Before he departs, he knocks on an interior door and impatiently asks, "Do you want a cup of tea Withnail?" He's met with Richard E. Grant's voice booming a resounding "no!' That simple scene sets up Withnail and the nameless character known solely as "I," as partners in crime and comrades in addiction. Their strange dance together will define the film. The opening scene of "Withnail and I" is also notable for King Curtis playing an epic live version of Procul Harum's "Whiter Shade of Pale." Whether intentional or not, The crowd's spontaneous applause almost sounds as if they're mocking the misery of McGann's character and sets the stage perfectly for this darkest of comedies.

Flash Gordon

The opening scene of Mike Hodges' "Flash Gordon" starts innocuously enough with a shot of outer space. Yet soon things get interesting when a disembodied voice of pure pantomime evil croons, "Klytus, I'm bored. What plaything can you offer me today?" It's the voice of a bored and petulant child and belongs to Ming the Merciless (Max von Sydow) who has just been offered planet Earth to toy with. With the help of some seriously bad graphics, Ming's spaceship targets earth as the intergalactic dictator sighs, "How peaceful it looks," before pointing a weird ring of power at it.
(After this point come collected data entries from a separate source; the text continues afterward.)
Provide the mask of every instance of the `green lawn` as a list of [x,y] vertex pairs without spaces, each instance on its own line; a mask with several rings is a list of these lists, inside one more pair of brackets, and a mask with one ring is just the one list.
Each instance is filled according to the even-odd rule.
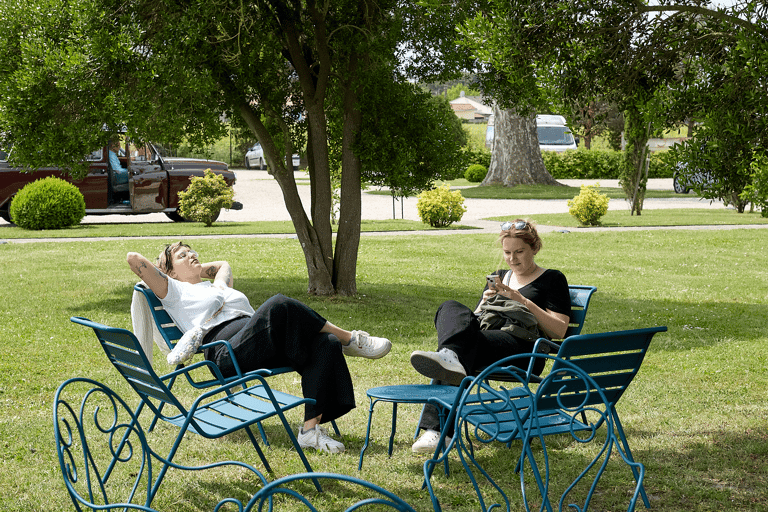
[[[645,216],[649,212],[644,212]],[[537,219],[538,220],[538,219]],[[177,226],[178,227],[178,226]],[[0,244],[8,262],[0,298],[0,508],[7,511],[72,510],[52,443],[51,402],[56,387],[73,376],[104,382],[129,403],[135,398],[101,352],[93,333],[69,322],[73,315],[131,327],[129,307],[135,276],[128,251],[148,256],[176,239]],[[641,230],[545,233],[537,262],[558,268],[571,284],[598,288],[584,332],[666,325],[619,406],[635,458],[646,467],[652,510],[736,512],[768,503],[768,231]],[[365,435],[365,390],[383,384],[425,382],[408,362],[416,349],[435,347],[432,321],[447,299],[474,304],[489,270],[501,261],[487,234],[363,237],[356,297],[306,295],[306,268],[294,239],[200,239],[203,259],[226,259],[235,285],[256,304],[275,293],[304,300],[332,322],[365,329],[393,341],[378,361],[349,360],[358,407],[338,423],[345,454],[309,453],[317,470],[373,481],[431,510],[421,489],[423,456],[411,453],[419,408],[399,409],[399,431],[387,457],[389,408],[377,407],[373,444],[357,472]],[[167,370],[156,357],[158,370]],[[276,386],[300,393],[295,375]],[[187,394],[187,398],[192,394]],[[146,420],[146,418],[144,418]],[[298,412],[291,421],[301,421]],[[301,470],[274,422],[266,425],[272,446],[266,455],[279,477]],[[150,444],[167,453],[175,430],[159,426]],[[549,445],[548,445],[549,446]],[[493,469],[511,471],[519,447],[479,448]],[[550,457],[578,455],[582,447],[563,440]],[[179,462],[201,464],[237,459],[257,467],[243,436],[207,441],[188,435]],[[610,470],[610,467],[609,467]],[[222,489],[258,489],[232,475],[171,472],[160,488],[158,510],[212,510]],[[237,475],[235,475],[237,477]],[[436,472],[444,510],[474,511],[471,484],[452,463],[452,476]],[[223,481],[225,480],[225,481]],[[621,510],[631,488],[625,473],[610,479],[593,510]],[[327,497],[326,497],[327,496]],[[335,510],[334,490],[324,496]],[[295,509],[293,509],[295,510]]]

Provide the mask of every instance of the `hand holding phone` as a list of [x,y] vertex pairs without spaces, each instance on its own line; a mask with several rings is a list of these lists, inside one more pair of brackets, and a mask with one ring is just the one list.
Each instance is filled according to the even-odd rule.
[[488,288],[493,288],[493,289],[496,288],[496,279],[498,277],[499,276],[497,276],[496,274],[489,274],[485,276],[485,279],[488,281]]

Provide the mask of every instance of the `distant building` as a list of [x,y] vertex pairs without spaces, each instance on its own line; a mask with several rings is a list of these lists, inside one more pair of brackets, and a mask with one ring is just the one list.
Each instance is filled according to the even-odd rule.
[[493,108],[484,105],[480,96],[465,96],[464,91],[450,103],[456,116],[468,123],[487,123],[493,114]]

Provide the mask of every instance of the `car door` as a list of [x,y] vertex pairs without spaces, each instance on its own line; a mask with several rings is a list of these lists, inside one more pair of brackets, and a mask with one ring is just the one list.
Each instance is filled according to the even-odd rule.
[[150,145],[128,143],[128,190],[135,212],[161,212],[168,207],[168,173]]

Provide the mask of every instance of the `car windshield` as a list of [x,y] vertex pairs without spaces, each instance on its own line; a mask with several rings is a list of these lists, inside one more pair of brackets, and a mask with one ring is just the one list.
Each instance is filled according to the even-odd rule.
[[536,131],[539,133],[539,144],[568,146],[574,142],[571,130],[565,126],[539,126]]
[[6,161],[8,160],[8,151],[4,150],[3,148],[0,148],[0,161]]

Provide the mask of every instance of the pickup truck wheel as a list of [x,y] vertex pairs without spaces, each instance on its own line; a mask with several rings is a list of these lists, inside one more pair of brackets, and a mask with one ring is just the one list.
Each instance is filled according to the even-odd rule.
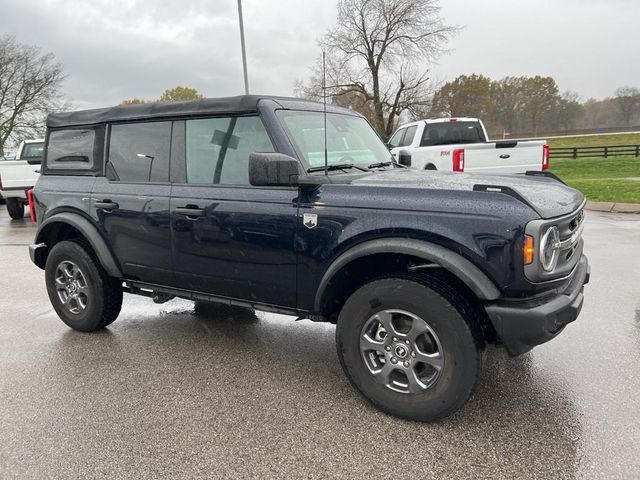
[[340,363],[355,388],[410,420],[459,409],[478,381],[484,346],[456,298],[435,279],[385,278],[357,290],[336,327]]
[[7,212],[9,212],[9,216],[14,220],[24,218],[24,205],[19,198],[7,198]]
[[107,275],[80,243],[57,243],[49,252],[45,281],[51,304],[74,330],[93,332],[111,324],[122,307],[122,284]]

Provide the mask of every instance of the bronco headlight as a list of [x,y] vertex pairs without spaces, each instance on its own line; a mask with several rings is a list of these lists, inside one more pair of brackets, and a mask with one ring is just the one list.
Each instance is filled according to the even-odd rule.
[[547,229],[540,241],[540,264],[545,271],[550,272],[558,264],[558,244],[560,231],[555,225]]

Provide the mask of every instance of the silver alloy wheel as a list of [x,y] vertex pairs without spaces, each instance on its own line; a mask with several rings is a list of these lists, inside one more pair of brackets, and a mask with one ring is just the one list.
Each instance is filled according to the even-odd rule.
[[404,310],[383,310],[367,320],[360,333],[360,353],[376,381],[400,393],[424,392],[444,369],[436,333]]
[[89,288],[82,270],[75,263],[64,260],[56,268],[55,279],[62,305],[76,315],[83,312],[89,301]]

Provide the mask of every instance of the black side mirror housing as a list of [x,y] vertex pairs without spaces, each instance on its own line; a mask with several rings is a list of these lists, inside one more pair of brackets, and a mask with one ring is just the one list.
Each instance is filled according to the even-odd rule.
[[249,183],[255,187],[295,187],[300,168],[298,160],[282,153],[249,155]]
[[407,150],[400,150],[398,152],[398,163],[400,165],[404,165],[405,167],[411,166],[411,153]]
[[42,165],[42,157],[28,157],[27,163],[29,165]]

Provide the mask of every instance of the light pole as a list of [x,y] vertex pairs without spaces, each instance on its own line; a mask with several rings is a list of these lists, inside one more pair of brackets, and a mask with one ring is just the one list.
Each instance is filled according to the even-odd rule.
[[244,71],[244,93],[249,95],[249,77],[247,75],[247,52],[244,46],[244,22],[242,21],[242,0],[238,0],[238,21],[240,22],[240,45],[242,47],[242,69]]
The word "earthquake" flashes up on the dodgy-looking computer screen and Ming and his sidekick start giggling maniacally.

When Ming's mate asks the merciless one if he'll destroy the earth, his master simply snaps, "Later! I like to play with things a while before annihilation." Cue more maniacal laughter. Obviously, the audience is on board immediately that this is a guy who needs to be stopped, and fast! As the intro of "Flash" by Queen kick in and Freddie Mercury starts singing about a man who is a "miracle," a "king of the impossible," and who will, "save every one of us," we have our hero. It's not subtle but who cares? Alex Raymond's original "Flash Gordon" art which accompanies the opening was truly groundbreaking for 1980. The opening scene of the movie may or may not have influenced Marvel. Either way, it's in a league of its own.